The appointed medical device safety officers and medication safety officers will be specifically supported by new national networks. A key aim is to eliminate duplicate adverse reporting data entry by healthcare professionals, as is currently the case in the present NRLS and MHRA reporting systems. The networks will also improve communication and feedback on reported safety issues, and enable safer practice to be discussed and shared through webinars, online forums, conferences and workshops.
Smaller healthcare provider organisations should continue to report medication and device incidents, take action to improve medication and device safety locally and work with the safety officers.
Making data available
The new integrated reporting route will improve the quality of reporting medication and medical device incidents and ensure specific details such as model numbers and the manufacturers of specific medical devices are available.
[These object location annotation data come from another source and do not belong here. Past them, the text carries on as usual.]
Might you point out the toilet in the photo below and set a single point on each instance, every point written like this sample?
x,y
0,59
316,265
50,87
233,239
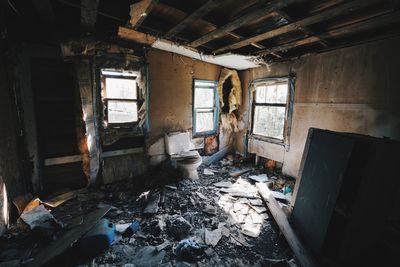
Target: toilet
x,y
182,154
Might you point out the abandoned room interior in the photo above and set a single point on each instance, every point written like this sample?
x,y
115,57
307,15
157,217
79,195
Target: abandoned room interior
x,y
199,133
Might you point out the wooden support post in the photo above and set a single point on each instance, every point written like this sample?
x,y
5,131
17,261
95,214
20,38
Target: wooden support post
x,y
304,257
139,12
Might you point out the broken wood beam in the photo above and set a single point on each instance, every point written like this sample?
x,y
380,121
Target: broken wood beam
x,y
323,16
305,30
350,29
138,37
210,24
303,255
139,12
242,21
199,13
89,13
Currently, these details can at times be missing in some adverse incident reports but the new safety officers will be asked to ensure that the MHRA and NRLS receive the information they need.
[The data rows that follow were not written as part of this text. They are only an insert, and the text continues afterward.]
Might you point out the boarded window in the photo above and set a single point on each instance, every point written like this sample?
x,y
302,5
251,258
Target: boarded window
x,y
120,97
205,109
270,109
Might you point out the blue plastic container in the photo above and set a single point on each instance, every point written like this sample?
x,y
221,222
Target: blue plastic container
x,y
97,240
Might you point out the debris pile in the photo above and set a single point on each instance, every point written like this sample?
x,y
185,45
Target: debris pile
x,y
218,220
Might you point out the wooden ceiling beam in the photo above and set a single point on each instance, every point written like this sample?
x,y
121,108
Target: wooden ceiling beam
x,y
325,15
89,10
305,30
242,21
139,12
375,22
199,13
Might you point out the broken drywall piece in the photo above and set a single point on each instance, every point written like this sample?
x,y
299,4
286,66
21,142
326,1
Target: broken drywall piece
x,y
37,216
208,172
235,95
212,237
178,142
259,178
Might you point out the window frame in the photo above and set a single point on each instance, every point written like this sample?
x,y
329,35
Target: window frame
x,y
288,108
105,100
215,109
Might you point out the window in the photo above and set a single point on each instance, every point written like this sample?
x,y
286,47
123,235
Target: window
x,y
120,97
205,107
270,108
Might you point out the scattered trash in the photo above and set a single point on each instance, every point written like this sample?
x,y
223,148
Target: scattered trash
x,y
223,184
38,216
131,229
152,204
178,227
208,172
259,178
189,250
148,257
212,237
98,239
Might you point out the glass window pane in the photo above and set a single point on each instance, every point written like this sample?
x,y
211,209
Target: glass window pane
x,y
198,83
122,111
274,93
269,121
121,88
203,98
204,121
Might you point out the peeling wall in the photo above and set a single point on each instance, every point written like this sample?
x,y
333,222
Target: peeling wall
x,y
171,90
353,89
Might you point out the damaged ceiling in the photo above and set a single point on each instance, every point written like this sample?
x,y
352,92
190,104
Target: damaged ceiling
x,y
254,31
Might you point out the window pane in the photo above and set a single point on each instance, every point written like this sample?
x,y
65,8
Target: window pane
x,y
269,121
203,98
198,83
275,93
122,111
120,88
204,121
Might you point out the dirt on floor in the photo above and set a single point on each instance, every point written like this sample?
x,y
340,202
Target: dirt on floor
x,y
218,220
The overall implementation of this work is being closely monitored by NHS England and MHRA, who, based on earlier engagement with stakeholders believe that this is a good step forward for both organisations as it shows commitment to developing new ways to help improve patient safety through reporting, learning and the sharing of best practice.
New technology is also being developed by the MHRA to help our surveillance of medical devices. We are working with a number of NHS trusts to pilot a new tracking system for high-risk medical devices such as hip implants and heart valves. The system will incorporate unique device identifier bar codes into patient electronic records. This information (suitably anonymised) will then be analysed by the Clinical Practice Research Datalink (CPRD) – a secure e-health research service – and will enable the MHRA to better assess the performance of high-risk medical devices and to trace patients in the event of a device recall or safety alert.
This project is one of a number that MHRA has established to strengthen the implementation of existing controls; to meet the requirements of future EU medical device regulations and to help MHRA ensure that medical devices used to treat, diagnose and monitor health conditions are as safe as they can be.